What type of doctors do transsexuals see?
What type of doctors do spefic intersexuals see?
Do some doctors see both types ?

The reason I ask, is because I am totally oblivious to who sees who.

The word "doctor" seems too broad for me.

Also good point Miriam about medical changes coming from the doctors.

So are you saying that once they recognized the complexity of all of our issues, is that when that will slowly turn the wheels or views of society about us?

Thanx,

Monica

Sophie338
05-12-04, 11:10 AM
Hi cougar9q

Oh thats a complex question. well it is for me :) In the UK it can be pot luck basically. (Depending on your age and what you have)For intersex people there are two speicalist clinics, one in London (That is the one I attended for a while run by Dr Conway), I now see the local endo. And one in Leeds.

I mainly see endocrinologists and urologists. Transsexual people see medics, in the same cities from what I understand but in different departments or hospitals. Transsexual people go to a place called Charing Cross for psychiatric assesement. Surgery in both cases (When adult) is conducted in numerous places. It all runs to that basic remit until the odd occasion when someone who was assigned to the wrong sex as a child appears, and then it gets confusing, mainly because the loacal health authories have administrators who tend to get confused.

Children who are surgically mutilated are mutilated at Great Ormond street. (Or Great Ormerod Street as I sarcastically call it).

Children with Transsexual issues go to the Tavistock Clinic again in London I think.

Generally speaking, Intersex people see endocrinologists and various other involved medics. Transsexual people see psychiatrists and then surgeons.

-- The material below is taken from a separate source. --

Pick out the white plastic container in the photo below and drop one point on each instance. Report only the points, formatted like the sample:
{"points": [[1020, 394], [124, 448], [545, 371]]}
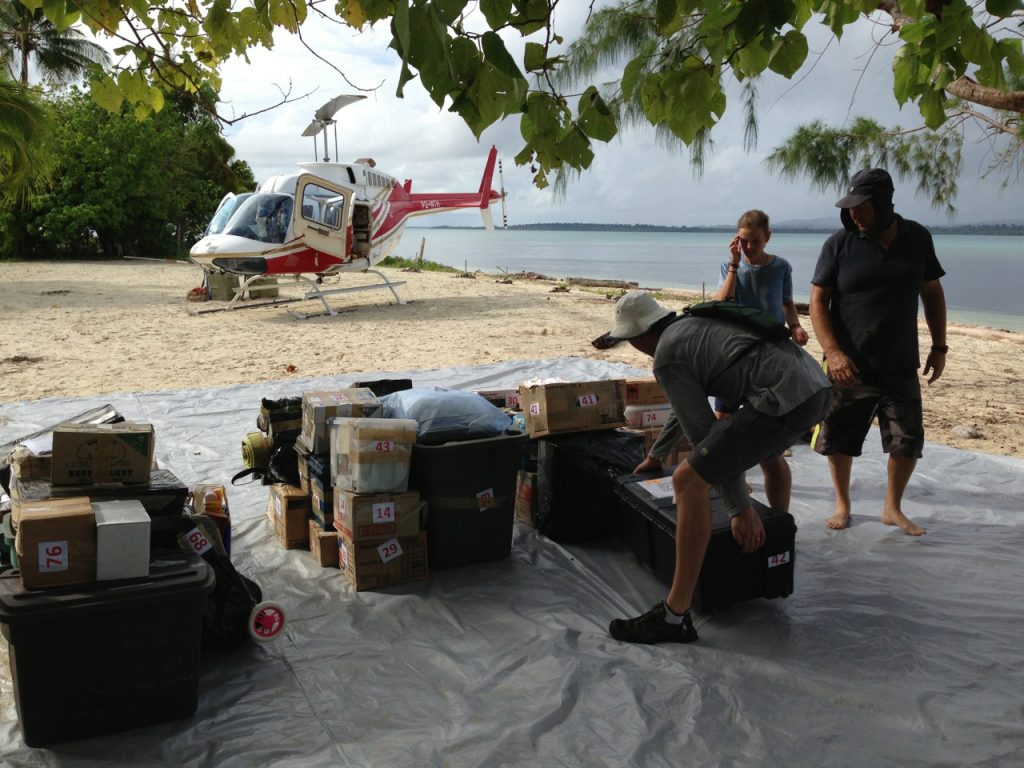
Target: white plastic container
{"points": [[371, 456]]}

There are specialist clinics for intersex and transsexual people that are seperate, but the health authorities tend to get mixed up from time to time.

That is how it is in the UK I cannot speak for the US or Europe.

I have had the misfortune to come face to face with "Gender shrinks" and I regard them generally with disdain. But then my issues were not to do with toy guns and dolls, but my endocrine system and bladder going wrong.

Hope it helps

All the best

Hugs

Sophie.

cougar9q
05-12-04, 12:42 PM
I also had an additional question....


Who gives one a specific intersexed diagnosis?
Does any doctor have the license to assign a specific intersexed condition?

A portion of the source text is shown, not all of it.